In the months since, Engoron has ratcheted up the pressure by forcing Trump to pay $110,000 in fines for withholding evidence from state investigators.
Shortly after the agreement was signed on Wednesday, Engoron held a court hearing during which both sides argued over whether the contempt punishment could finally be lifted. However, assistant attorney general Andrew Amer noted that Trump had somehow managed to play yet another game by sending investigators on a wild goose chase. The law enforcement office is trying to figure out why certain documents they sought have been destroyed, and he felt that Trump’s explanation didn’t hold up. Amer pointed to the way Trump signed an affidavit last month, saying that only his executive assistants—not himself—knew what happened.
“Since at least January 1, 2010, it has been my customary practice to delegate document handling and retention responsibilities to my executive assistants,” read an affidavit Trump signed on May 6.
However, when investigators went ahead and asked Trump’s long-time assistant Rhona Graff about that on May 31, they learned that Trump would sometimes initial certain documents and other department heads were the ones who’d figure out what to do with those notes—which were often yellow Post-Its that would get ripped up and chucked in the trash.
“It’s extremely important to understand what the relevant document destruction and retention policies were… particularly here when we are repeatedly told they searched high and low and found not documents,” Amer said during a virtual hearing, noting that Trump told “an incomplete story.”

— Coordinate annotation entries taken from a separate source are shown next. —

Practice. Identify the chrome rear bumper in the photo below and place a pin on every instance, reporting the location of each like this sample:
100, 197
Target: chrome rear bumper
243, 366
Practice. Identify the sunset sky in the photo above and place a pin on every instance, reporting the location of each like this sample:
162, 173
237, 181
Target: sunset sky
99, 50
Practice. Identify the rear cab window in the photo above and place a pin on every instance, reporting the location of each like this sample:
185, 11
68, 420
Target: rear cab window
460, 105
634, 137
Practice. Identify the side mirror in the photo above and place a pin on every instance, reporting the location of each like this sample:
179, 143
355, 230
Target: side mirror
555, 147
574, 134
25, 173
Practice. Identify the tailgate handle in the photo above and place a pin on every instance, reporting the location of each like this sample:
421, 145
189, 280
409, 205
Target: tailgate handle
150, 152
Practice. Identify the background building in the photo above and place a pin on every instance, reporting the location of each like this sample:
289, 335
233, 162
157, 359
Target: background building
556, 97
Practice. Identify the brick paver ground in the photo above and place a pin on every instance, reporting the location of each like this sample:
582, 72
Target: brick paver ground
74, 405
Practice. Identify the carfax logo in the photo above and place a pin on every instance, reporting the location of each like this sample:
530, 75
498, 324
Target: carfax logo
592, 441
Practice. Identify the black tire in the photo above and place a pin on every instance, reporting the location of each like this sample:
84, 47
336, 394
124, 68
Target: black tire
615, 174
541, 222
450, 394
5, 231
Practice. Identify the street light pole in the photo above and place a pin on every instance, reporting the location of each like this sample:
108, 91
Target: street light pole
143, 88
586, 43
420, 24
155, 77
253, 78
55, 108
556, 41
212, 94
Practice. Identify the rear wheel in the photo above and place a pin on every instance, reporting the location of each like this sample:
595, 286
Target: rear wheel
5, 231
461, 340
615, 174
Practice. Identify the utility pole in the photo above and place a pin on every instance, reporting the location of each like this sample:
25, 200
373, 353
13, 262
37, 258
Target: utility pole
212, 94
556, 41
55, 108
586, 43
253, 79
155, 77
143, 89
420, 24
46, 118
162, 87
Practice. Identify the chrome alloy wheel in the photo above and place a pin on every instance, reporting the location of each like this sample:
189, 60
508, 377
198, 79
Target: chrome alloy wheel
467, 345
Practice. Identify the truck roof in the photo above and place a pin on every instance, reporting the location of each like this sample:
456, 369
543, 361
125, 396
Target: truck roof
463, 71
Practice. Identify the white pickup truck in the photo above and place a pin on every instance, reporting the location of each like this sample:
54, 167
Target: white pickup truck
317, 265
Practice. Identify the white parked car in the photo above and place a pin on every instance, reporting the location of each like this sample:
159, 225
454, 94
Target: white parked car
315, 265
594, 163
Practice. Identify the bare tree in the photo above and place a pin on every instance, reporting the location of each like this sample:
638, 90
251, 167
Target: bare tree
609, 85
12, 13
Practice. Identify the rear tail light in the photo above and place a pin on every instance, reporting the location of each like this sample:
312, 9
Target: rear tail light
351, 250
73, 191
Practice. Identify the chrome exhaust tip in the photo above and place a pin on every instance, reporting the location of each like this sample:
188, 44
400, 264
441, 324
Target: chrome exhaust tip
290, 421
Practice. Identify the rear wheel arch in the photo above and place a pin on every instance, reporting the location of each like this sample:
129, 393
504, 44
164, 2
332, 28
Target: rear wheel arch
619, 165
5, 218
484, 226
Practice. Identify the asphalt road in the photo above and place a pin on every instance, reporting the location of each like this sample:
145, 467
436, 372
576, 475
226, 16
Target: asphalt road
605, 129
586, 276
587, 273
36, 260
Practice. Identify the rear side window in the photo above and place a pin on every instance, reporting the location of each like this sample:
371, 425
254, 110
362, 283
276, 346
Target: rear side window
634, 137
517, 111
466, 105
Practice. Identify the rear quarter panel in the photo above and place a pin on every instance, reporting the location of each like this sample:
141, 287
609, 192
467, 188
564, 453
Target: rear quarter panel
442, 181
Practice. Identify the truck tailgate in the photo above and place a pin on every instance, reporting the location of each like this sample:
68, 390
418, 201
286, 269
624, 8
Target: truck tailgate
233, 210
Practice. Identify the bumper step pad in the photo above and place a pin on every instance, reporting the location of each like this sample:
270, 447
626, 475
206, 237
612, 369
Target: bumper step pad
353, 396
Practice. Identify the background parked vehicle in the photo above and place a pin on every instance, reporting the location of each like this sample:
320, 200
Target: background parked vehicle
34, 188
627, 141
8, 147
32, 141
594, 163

In response, Trump’s lawyer railed against the investigation. His lawyer, Alina Habba, said the investigation had devolved into an endless campaign that has cost the former president too much time and money and continually kept him “harassed”—with the now ever-present threat of a contempt finding over the former president’s head.
“We have produced over 6 million pages of documents… have held $110,000 in escrow… they want to investigate back to the day he was born, effectively,” Habba said. “We're being held at gunpoint… they just want more. It's not right, your honor."
“That's not how I would look at it,” the judge responded. “We're not talking about physical violence here.”
When the judge’s principal law clerk, Allison R. Greenfield, pressed Habba on why the company continues to dodge explanations on the missing documents, the defense attorney responded with what’s become her typical combative style.
“Quite frankly, I know where you stand on this. That's very clear,” Habba said.
The judge reminded Habba that New York’s “executive law gives the attorney general the ability to conduct this type of investigation” but credited her for managing a difficult situation for her client, who is also the target a similar joint criminal investigation by both New York AG Letitia James and the Manhattan District Attorney’s Office.
At the end of the hearing, Engoron decided the former president will remain in contempt—at least until several Trump Organization employees are willing to sign affidavits by next week explaining the company’s policy for keeping or destroying paperwork.
The AG’s investigation has been heating up in recent months, as James nears the eventual decision whether to formally seek to dissolve the Trump Organization for allegedly violating the state’s business rules.